The LCBO has about 15 products on the books from this winery, all from the five vineyards entry level tier or the next level reserve tier. We tasted some great wines, starting with a 2012 Viognier under the Martin's Lane Label. This was a gentle, medium bodied Viognier, with lots of apricot fruit and good acidity - a fine buy at $25. From the Legacy Series, we tasted a beautiful 2010 Chardonnay - Perpetua ($35) and a very fine Bordeaux Blend Compendium ($50). The 2007 is superb now and the 2009 will also benefit from aging. Oculus 2009 is another premium, small lot Bordeaux Blend, more Merlot dominant than the Perpetua, quite lovely, and $80.

We tasted a couple of Pinot Noirs from different tiers. Mission Hill has been much awarded for Pinot over the years, but Tantalus still had my number one spot for best Pinot Noir.

We had dinner in the Terrace Restaurant, named one of the top five winery restaurants in the world by Travel and Leisure Magazine. Here we were well served by our excellent server, Bradley, and enjoyed a largely fantastic tasting menu with wine pairings. Pairing wines with dishes to meet everyone's tastebuds is one of the most difficult things to pull off, especially for a winery restaurant limited to the winery wines.

Consequently, although some of the pairings were superb, one or two were not perfect, and the Pinot was served a little warm, although immediately rectified. The food was outstanding and I'm nit-picking here, but fine-tuning those pairings is a good idea to ensure a continuation of a lofty top spot.
After Kelowna, we hit the highway again and headed for Banff, where I met up with an old friend, who`s now living life large in Canmore; and was reacquainted with mosquitoes - those creatures who love me but somehow never found me in Vancouver!
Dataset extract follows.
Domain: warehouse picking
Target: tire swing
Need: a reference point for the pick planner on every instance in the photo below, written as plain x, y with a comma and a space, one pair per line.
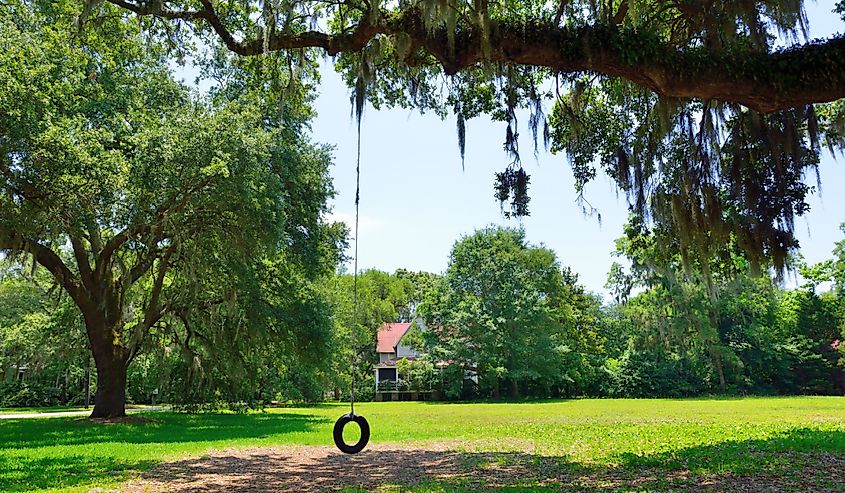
352, 417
Speaking of creatures, despite my ardent hopes, I saw none of these.

But I did see a black bear munching some roadside berries as well as this fine collection of elk.

At the Banff hot springs, I donned an historic bathing suit to "take the waters". It appeared to be made from iron encrusted polyester with zero spandex, and retained half the pool on exit. Fun to try - once!
 In Jasper we walked the Maligne Canyon Trail, one of hundreds of magnificent hiking trails in the area.

From there we took the highway to Edmonton to visit more fine friends, had a fancy breakfast at the Fairmont MacDonald Inn, then booted it down to Calgary, a vibrant and seriously spunky city, which was looking very fine considering the devastating floods earlier this summer. The return to normalcy continues, but there's overwhelming evidence of hard work and tenacity to revive the affected areas. Bravo Calgary.
Whisky lovers should definitely visit the amazing Kensington Wine Market, not just a wine lovers dream but a place showcasing a huge number of whiskies, and happy to let potential buyers have a wee dram or two from any opened bottles to "try before you buy". And there were quite a few opened! And the prices were pretty great!

The last supper of the trip - an anniversary dinner, as it happened, was at Charcut in Calgary. Worth a dining visit, but don't let them seat you at the tiny round table for two, with no room for the various plates, glasses and other paraphernalia. Nice dessert touch though!


Since September 2012 I've had the privilege of living a pretty nomadic life, visiting Scotland, France, Germany, Switzerland, Israel twice, South Africa and "out west". There are 24 posts on the blog, peppered with great photos (thanks to some amazing weather and a cell phone), tales of distilleries and wineries, and super adventures along the way. It's good to be back in Ottawa, reacquainting, and busy with new tastings and ventures. Thanks to those who dropped into the website from time to time or followed the journey. Stay tuned for upcoming events.
Lake Louise
Cheers! Slainte!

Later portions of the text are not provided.